El televisor era pequeño y viejo, pero lo encendí y sintonicé la CNN.

Miré los titulares y me erguí cuando una voz anunció:

«La policía no tiene sospechosos en el homicidio de Gina Prazzi, heredera de la fortuna de los Prazzi, magnates navieros. La hallaron asesinada hace veinticuatro horas en una habitación del exclusivo hotel francés Château de Mirambeau».

Cuando la cara de Gina apareció en la pantalla, tuve la sensación de que la conocía íntimamente. La había visto pasar ante la cámara en un hotel, cuando ella no sabía que su vida estaba a punto de terminar.

Contemplé las declaraciones del comisionado de policía a la prensa. Tradujeron y repitieron sus palabras para los que acababan de sintonizar. La señorita Prazzi se había registrado en el Château de Mirambeau. Los empleados creían que había dos personas en la habitación, pero nadie había visto al otro huésped. La policía no divulgaría más información sobre el asesinato por el momento.

Era suficiente para mí. Yo conocía toda la historia, pero antes no sabía que Gina Prazzi era un nombre real, no un alias.

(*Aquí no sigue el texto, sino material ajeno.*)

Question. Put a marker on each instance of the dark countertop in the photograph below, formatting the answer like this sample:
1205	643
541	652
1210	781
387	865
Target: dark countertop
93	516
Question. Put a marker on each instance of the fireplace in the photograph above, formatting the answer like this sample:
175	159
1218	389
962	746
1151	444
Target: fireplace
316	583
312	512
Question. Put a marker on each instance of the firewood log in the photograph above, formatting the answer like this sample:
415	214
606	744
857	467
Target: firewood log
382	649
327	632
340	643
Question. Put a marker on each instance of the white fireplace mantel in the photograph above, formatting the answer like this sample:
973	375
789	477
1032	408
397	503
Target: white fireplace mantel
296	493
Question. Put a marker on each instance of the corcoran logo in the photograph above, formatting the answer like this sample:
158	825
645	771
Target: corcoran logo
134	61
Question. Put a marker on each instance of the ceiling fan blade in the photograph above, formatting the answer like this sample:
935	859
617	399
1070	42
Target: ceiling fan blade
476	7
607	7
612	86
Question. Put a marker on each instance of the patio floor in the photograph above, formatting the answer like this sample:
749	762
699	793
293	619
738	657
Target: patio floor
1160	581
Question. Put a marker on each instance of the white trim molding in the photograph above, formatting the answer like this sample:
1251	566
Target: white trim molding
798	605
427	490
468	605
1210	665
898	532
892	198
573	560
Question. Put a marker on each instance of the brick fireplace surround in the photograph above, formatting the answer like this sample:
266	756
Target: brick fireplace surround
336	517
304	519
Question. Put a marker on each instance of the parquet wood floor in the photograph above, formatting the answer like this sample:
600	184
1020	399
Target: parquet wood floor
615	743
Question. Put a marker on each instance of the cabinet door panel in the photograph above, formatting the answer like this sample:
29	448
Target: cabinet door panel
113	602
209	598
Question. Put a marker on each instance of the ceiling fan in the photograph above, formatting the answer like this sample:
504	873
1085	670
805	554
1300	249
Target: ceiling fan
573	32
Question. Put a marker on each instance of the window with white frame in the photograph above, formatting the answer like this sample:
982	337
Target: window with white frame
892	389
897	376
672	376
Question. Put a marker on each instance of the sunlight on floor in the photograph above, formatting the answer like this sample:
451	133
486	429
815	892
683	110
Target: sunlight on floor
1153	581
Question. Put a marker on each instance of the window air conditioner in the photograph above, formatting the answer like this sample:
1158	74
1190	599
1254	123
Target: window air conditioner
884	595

¿Qué otras mentiras me había dicho Henri? ¿Por qué motivo? ¿Por qué había mentido? ¿Para contarme la verdad?

Miré la pantalla.

«En los Países Bajos, una joven fue hallada asesinada esta mañana en Ámsterdam —decía el presentador—. Esta tragedia llama la atención de los criminólogos internacionales porque ciertos elementos recuerdan al homicidio de las dos jóvenes de Barbados, y también la muerte de las famosas modelos americanas asesinadas hace dos meses en Hawai».

Subí el volumen mientras las caras aparecían en la pantalla: Sara Russo, Wendy Emerson, Kim McDaniels y Julia Winkler. Y una cara nueva, una joven llamada Mieke Helsloot.

«La señorita Helsloot, de veinticinco años, era la secretaria del célebre arquitecto Jan van der Heuvel, de Ámsterdam, que se hallaba en una reunión en Copenhague en el momento del homicidio. El señor Van der Heuvel ha sido entrevistado en su hotel hace unos minutos».

Cielo santo. Yo conocía ese nombre.

La pantalla mostró a Van der Heuvel saliendo de su hotel de Copenhague, maleta en mano, los periodistas agolpados al pie de una escalera redonda. Tenía unos cuarenta años, cabello cano y rasgos angulosos. Parecía sinceramente conmocionado y asustado.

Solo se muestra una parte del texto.